Duchenne Muscular dystrophy (DMD), a severe neuromuscular disorder, is caused by nonsense or frameshift mutations in dystrophin gene that results in an absence of functional dystrophin. Loss of functional dystrophin renders muscle fibres vulnerable to membrane damage during contraction. Antisense oligonucleotide (AO) induced exon skipping has been used to induce specific exon removal and by-pass the disease-causing mutation. Some dystrophin mutations will require removal of more than one exon. We are investigating multi-exon skipping in the B6Ros.Cg-Dmdmdx−4Cv/J (4cv) muscular dystrophy mouse model, which has a nonsense mutation in exon 53 of the dystrophin gene.

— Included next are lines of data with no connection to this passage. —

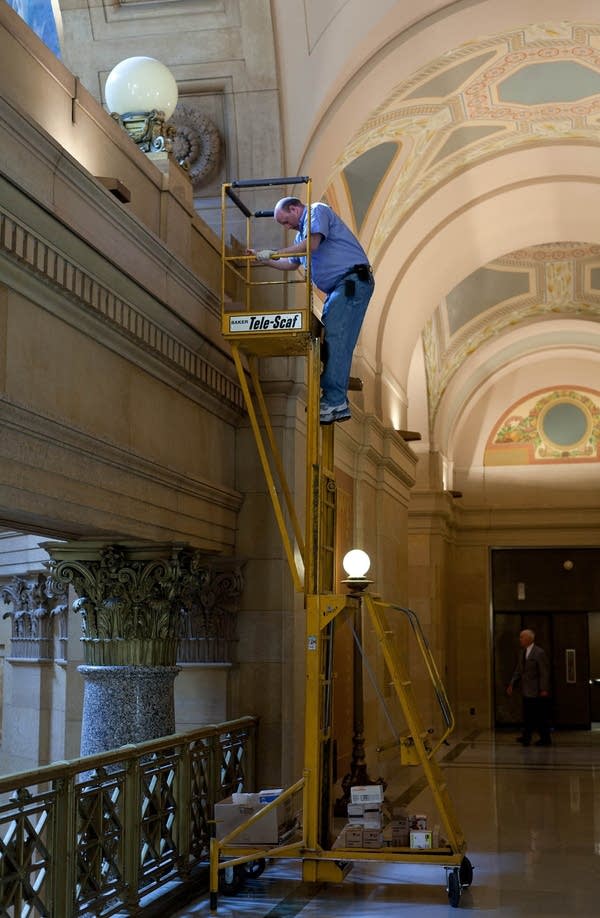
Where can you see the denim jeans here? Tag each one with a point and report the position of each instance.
(342, 320)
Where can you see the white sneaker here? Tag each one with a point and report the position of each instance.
(331, 413)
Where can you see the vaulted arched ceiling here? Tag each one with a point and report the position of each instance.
(474, 182)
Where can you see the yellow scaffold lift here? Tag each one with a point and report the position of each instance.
(267, 318)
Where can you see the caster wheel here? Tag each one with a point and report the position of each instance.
(253, 869)
(231, 880)
(465, 872)
(454, 888)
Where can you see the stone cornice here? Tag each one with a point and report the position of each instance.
(528, 525)
(50, 262)
(382, 454)
(113, 457)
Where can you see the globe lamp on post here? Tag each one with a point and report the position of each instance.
(141, 94)
(356, 564)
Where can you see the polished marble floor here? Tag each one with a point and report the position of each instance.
(531, 817)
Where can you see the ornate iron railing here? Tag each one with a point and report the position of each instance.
(96, 835)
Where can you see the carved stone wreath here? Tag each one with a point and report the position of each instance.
(197, 143)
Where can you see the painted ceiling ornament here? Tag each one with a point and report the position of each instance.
(197, 144)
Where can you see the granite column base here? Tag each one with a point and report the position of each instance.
(126, 704)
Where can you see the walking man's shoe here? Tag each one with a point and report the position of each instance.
(332, 413)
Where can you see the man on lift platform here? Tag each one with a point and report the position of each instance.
(340, 268)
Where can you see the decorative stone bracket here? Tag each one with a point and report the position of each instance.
(35, 603)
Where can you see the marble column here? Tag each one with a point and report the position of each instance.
(130, 601)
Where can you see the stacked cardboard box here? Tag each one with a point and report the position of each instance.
(233, 811)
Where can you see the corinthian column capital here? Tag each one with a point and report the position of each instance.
(130, 598)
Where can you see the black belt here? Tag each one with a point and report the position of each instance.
(364, 273)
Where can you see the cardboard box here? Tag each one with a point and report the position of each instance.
(420, 839)
(368, 793)
(418, 821)
(372, 838)
(356, 810)
(266, 831)
(353, 837)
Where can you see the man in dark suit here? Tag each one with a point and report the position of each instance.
(533, 672)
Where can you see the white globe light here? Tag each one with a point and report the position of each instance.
(356, 563)
(141, 84)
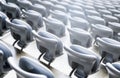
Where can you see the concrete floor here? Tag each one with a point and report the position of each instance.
(59, 67)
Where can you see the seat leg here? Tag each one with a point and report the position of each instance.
(72, 71)
(41, 55)
(50, 63)
(21, 49)
(14, 42)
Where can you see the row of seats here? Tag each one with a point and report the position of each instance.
(92, 23)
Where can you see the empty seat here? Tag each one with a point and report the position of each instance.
(24, 4)
(49, 44)
(104, 12)
(21, 32)
(91, 13)
(11, 10)
(114, 11)
(99, 30)
(76, 13)
(118, 16)
(96, 20)
(98, 7)
(48, 5)
(109, 7)
(108, 49)
(6, 51)
(33, 18)
(75, 7)
(80, 37)
(113, 69)
(110, 18)
(29, 68)
(61, 16)
(59, 7)
(79, 23)
(82, 61)
(88, 7)
(3, 26)
(13, 1)
(115, 27)
(39, 8)
(55, 26)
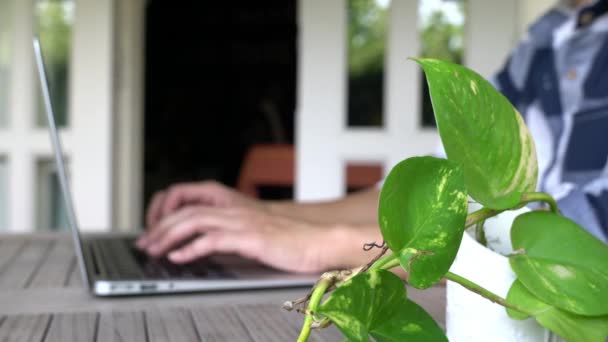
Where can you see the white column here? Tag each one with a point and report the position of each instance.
(91, 112)
(129, 92)
(320, 98)
(21, 113)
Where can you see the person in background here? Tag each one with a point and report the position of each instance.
(557, 78)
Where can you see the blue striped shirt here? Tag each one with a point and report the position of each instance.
(557, 77)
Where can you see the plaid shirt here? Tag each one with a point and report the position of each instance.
(558, 79)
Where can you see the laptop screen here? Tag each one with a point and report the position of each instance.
(58, 155)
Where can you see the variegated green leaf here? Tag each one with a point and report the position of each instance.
(422, 211)
(375, 304)
(572, 327)
(561, 263)
(481, 130)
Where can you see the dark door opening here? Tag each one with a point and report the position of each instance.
(220, 76)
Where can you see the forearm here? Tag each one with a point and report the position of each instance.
(342, 246)
(357, 208)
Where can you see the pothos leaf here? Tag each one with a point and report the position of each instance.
(423, 208)
(561, 263)
(570, 326)
(481, 130)
(375, 304)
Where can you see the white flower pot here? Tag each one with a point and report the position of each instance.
(470, 317)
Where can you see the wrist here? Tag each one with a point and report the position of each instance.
(344, 247)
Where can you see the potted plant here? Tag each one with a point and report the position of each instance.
(560, 271)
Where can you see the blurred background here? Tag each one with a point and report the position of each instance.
(304, 99)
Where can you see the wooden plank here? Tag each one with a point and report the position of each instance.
(73, 327)
(74, 279)
(260, 321)
(219, 324)
(55, 269)
(22, 328)
(20, 271)
(174, 325)
(122, 326)
(9, 252)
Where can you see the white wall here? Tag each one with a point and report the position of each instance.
(323, 143)
(91, 99)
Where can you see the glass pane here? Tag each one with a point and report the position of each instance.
(51, 212)
(54, 20)
(3, 194)
(441, 36)
(6, 51)
(367, 28)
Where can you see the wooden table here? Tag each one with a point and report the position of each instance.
(42, 299)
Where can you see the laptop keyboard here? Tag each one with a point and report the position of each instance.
(119, 259)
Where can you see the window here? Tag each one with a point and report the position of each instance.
(6, 51)
(367, 30)
(54, 20)
(441, 28)
(51, 212)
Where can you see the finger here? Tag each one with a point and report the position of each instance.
(203, 221)
(179, 194)
(155, 233)
(153, 212)
(246, 244)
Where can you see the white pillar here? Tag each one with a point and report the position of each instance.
(323, 142)
(129, 92)
(21, 163)
(91, 76)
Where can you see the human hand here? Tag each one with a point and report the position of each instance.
(280, 242)
(208, 193)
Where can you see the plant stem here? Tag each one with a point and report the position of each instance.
(484, 292)
(480, 215)
(315, 298)
(480, 233)
(540, 197)
(389, 261)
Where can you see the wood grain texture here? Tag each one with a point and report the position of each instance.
(9, 251)
(19, 272)
(122, 327)
(56, 267)
(73, 277)
(42, 299)
(170, 325)
(220, 324)
(73, 327)
(25, 328)
(258, 320)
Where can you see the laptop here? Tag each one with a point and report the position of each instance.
(110, 265)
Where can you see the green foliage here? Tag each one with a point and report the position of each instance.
(561, 263)
(572, 327)
(562, 270)
(422, 208)
(375, 304)
(367, 25)
(481, 130)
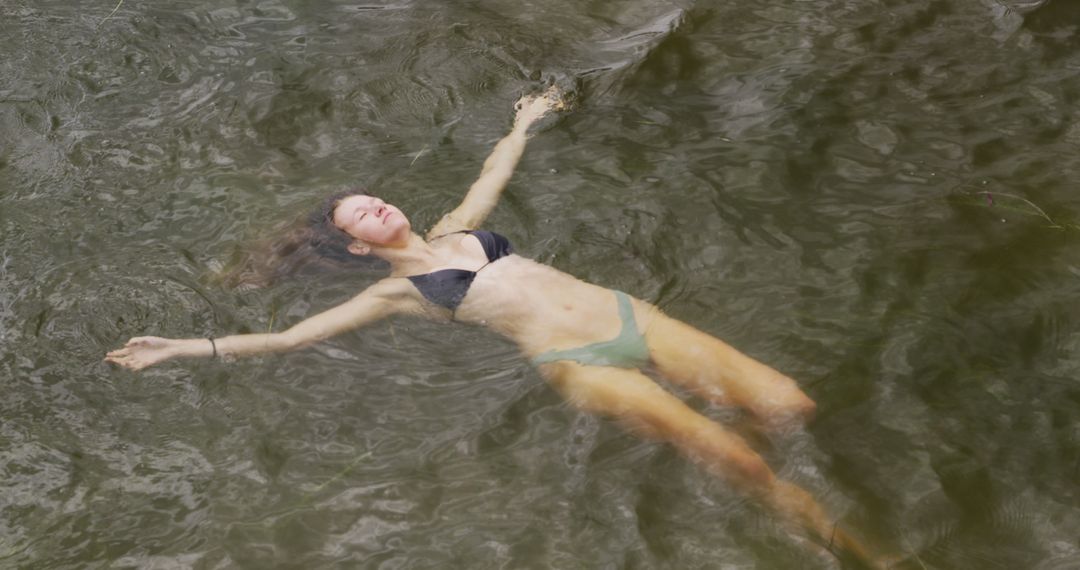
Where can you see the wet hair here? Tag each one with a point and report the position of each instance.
(313, 245)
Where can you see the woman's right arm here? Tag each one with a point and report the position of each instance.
(382, 299)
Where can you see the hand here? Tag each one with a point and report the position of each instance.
(144, 351)
(531, 108)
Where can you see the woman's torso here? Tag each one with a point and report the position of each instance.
(537, 306)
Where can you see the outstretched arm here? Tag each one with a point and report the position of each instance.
(484, 193)
(379, 300)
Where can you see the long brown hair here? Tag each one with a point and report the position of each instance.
(311, 245)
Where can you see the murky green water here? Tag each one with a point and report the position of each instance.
(877, 198)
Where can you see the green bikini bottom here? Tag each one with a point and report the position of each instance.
(629, 350)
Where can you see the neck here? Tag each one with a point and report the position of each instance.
(413, 256)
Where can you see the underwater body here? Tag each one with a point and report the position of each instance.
(876, 199)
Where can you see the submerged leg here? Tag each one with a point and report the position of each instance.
(645, 408)
(715, 370)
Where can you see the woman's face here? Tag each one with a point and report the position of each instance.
(372, 220)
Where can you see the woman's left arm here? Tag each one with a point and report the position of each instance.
(484, 193)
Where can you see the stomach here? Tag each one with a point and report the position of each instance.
(541, 308)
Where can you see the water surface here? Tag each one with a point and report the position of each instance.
(876, 198)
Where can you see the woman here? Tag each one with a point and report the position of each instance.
(589, 342)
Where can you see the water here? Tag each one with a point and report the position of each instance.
(876, 198)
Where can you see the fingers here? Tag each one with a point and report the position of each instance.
(127, 362)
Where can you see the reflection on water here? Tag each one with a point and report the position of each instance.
(874, 198)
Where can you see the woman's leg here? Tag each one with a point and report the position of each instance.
(715, 370)
(650, 411)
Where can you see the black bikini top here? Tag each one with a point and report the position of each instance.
(447, 287)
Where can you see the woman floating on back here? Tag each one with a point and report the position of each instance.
(590, 342)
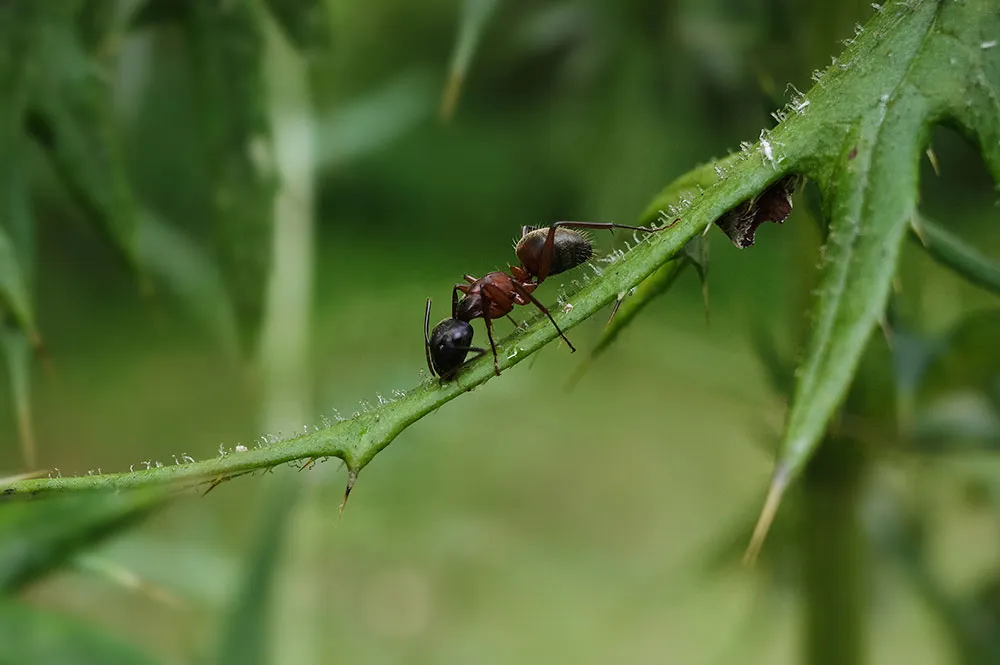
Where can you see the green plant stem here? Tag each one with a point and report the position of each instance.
(358, 440)
(834, 556)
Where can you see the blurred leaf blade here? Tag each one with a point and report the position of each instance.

This area is of relevance to the human dystrophin gene since this area corresponds to the major deletion hot spot of the human dystrophin gene. To restore the reading frame of the 4cv dystrophin mRNA, both exons 52 and 53 must be excised from the mature dystrophin gene transcript. 2_-O-Methyl AOs on a phosphorothioate backbone (2OMe) have been designed to mask motifs involved in splicing to remove these exons during pre-mRNA processing. We describe the removal of single exon and multi-exons in cell culture and in vivo. The exploration of exon skipping events in the 4CV mouse model will provide additional information in AO design, and will be a molecular model relevant to many DMD cases.